Released by the National Research Council, the “Biometric Recognition: Challenges and Opportunities” report headed by HP Labs distinguished technologist Joseph Pato, concludes all biometric recognition technologies are “inherently fallible.”
“A lot of things possible on a TV series just don’t work that way in real life,” says panel member Bob Blakley of Gartner, a computer security firm in Stamford, Conn. “While there are lots of good uses for biometric recognition, there are lots of ways to create systems that waste time, cost too much and don’t work very well.” […]
Federal agencies such as the FBI and Department of Homeland Security are funding research in improved biometric screening, but the report cautions they’re not doing basic research into whether the physical characteristics involved are truly reliable or how they change with aging, disease, stress or other factors. None look stable across all situations, the report says.

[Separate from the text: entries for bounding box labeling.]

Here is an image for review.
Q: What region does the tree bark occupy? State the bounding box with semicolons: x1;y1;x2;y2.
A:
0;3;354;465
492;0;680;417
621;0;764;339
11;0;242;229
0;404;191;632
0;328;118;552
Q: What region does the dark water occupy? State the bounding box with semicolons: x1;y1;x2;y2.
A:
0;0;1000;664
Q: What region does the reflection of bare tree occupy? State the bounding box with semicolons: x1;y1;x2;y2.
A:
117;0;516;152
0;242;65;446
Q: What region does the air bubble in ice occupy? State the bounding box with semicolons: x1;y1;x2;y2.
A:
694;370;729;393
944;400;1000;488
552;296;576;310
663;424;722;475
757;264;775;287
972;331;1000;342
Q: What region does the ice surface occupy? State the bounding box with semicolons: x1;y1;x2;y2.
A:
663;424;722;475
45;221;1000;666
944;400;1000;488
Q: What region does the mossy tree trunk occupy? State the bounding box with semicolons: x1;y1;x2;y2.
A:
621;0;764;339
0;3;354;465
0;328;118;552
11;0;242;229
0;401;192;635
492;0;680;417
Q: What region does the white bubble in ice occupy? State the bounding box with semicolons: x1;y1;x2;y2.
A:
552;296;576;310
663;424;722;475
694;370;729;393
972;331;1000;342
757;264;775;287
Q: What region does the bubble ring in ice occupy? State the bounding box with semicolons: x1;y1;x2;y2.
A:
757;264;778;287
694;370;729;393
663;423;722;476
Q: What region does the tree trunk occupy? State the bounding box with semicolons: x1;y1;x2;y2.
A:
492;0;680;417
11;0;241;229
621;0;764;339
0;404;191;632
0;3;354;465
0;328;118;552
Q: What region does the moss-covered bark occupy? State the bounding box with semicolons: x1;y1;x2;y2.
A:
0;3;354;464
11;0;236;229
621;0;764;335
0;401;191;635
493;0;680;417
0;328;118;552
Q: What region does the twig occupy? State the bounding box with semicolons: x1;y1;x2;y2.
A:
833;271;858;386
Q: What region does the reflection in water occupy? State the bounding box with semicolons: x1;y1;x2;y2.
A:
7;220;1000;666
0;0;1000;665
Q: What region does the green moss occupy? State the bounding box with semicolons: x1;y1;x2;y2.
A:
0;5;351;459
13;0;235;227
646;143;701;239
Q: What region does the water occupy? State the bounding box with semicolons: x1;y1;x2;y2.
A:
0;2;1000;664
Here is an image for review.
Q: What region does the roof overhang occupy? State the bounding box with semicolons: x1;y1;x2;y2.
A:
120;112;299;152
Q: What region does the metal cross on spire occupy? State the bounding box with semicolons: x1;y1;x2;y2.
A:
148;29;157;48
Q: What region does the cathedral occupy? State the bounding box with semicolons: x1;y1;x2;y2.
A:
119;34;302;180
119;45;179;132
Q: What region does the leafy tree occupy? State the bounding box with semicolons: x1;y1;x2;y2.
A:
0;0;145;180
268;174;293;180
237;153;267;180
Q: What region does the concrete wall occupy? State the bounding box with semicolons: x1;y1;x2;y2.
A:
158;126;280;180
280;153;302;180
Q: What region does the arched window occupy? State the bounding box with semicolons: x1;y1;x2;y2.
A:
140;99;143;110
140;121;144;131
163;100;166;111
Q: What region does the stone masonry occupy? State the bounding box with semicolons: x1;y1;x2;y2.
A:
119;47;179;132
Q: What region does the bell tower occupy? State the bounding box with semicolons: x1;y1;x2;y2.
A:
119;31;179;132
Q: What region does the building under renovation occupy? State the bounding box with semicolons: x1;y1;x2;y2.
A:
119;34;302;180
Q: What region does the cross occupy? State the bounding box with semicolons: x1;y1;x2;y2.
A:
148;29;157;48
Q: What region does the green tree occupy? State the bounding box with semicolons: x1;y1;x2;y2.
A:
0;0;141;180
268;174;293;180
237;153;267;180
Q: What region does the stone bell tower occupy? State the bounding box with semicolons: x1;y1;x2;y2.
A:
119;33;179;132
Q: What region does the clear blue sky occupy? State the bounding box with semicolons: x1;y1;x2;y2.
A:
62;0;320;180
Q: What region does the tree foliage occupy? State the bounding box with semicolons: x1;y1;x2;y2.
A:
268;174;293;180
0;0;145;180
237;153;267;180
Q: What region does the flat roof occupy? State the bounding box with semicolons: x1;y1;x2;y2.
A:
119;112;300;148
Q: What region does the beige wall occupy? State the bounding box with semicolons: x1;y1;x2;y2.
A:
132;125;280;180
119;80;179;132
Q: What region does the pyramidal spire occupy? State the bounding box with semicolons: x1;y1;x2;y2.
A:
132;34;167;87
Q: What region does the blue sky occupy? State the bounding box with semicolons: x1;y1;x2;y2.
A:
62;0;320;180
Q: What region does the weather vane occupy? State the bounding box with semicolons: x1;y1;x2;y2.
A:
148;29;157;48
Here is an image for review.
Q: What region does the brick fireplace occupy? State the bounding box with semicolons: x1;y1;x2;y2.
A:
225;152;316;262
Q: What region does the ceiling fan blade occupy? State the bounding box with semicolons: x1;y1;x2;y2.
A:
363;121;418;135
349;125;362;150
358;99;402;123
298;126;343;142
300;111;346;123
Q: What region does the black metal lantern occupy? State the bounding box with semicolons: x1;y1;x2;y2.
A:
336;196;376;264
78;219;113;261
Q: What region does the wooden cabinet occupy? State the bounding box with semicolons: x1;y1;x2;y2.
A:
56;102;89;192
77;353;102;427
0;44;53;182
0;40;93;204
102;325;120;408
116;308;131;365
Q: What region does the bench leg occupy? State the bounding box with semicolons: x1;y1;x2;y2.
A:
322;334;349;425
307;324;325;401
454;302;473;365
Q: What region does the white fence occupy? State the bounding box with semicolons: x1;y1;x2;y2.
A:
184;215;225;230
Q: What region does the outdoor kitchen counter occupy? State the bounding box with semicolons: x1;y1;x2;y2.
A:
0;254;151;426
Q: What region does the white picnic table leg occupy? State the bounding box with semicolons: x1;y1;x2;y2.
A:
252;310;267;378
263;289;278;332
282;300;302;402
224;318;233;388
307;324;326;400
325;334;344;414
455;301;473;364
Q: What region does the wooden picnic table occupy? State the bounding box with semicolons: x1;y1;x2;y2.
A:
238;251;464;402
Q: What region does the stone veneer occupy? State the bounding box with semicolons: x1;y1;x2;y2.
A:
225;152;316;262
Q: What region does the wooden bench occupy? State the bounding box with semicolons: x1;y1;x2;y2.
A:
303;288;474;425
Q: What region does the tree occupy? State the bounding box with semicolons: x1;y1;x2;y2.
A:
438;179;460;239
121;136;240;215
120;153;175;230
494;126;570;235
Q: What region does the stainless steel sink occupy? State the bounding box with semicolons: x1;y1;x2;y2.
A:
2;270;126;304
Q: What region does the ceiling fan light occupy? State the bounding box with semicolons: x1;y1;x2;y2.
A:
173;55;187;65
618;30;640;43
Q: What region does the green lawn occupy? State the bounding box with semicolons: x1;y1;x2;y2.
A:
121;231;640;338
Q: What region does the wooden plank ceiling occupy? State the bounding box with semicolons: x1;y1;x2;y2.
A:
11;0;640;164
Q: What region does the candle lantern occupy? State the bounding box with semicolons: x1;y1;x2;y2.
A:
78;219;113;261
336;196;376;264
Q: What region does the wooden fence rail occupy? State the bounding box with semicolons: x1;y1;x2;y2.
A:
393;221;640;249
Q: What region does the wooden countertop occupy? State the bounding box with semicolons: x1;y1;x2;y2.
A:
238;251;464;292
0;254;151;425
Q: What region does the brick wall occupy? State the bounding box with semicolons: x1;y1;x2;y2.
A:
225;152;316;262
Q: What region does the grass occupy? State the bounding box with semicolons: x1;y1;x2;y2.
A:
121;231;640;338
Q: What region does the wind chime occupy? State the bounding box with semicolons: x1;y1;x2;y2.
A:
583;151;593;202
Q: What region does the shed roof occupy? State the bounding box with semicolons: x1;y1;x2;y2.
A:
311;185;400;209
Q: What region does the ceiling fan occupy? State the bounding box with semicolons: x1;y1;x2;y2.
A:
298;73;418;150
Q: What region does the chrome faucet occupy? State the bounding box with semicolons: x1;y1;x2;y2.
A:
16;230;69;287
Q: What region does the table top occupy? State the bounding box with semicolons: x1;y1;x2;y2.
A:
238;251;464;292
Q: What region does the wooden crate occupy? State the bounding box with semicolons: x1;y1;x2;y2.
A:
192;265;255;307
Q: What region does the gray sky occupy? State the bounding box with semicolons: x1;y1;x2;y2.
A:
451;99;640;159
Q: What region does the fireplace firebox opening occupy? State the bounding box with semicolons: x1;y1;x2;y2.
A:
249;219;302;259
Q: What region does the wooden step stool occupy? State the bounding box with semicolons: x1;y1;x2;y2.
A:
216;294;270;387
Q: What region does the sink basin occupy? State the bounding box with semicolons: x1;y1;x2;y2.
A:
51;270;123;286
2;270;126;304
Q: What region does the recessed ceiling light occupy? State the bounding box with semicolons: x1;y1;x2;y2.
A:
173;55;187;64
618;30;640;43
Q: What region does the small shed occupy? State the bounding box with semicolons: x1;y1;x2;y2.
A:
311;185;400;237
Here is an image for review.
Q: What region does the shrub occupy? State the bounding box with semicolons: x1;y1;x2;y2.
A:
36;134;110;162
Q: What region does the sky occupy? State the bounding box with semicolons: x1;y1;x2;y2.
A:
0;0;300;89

Deployment of biometric screening devices at airports, borders or elsewhere without understanding the biology or the population being screened will lead to long lines, false positives and missed opportunities to catch criminals or terrorists, the report says. […]
For that reason, the report calls for open and independent testing of biometric screening technologies before they are placed into widespread use. Cultural factors such as how long people are willing to wait in line for screening, as much as raw accuracy, will determine whether a particular kind of biometric recognition system will work.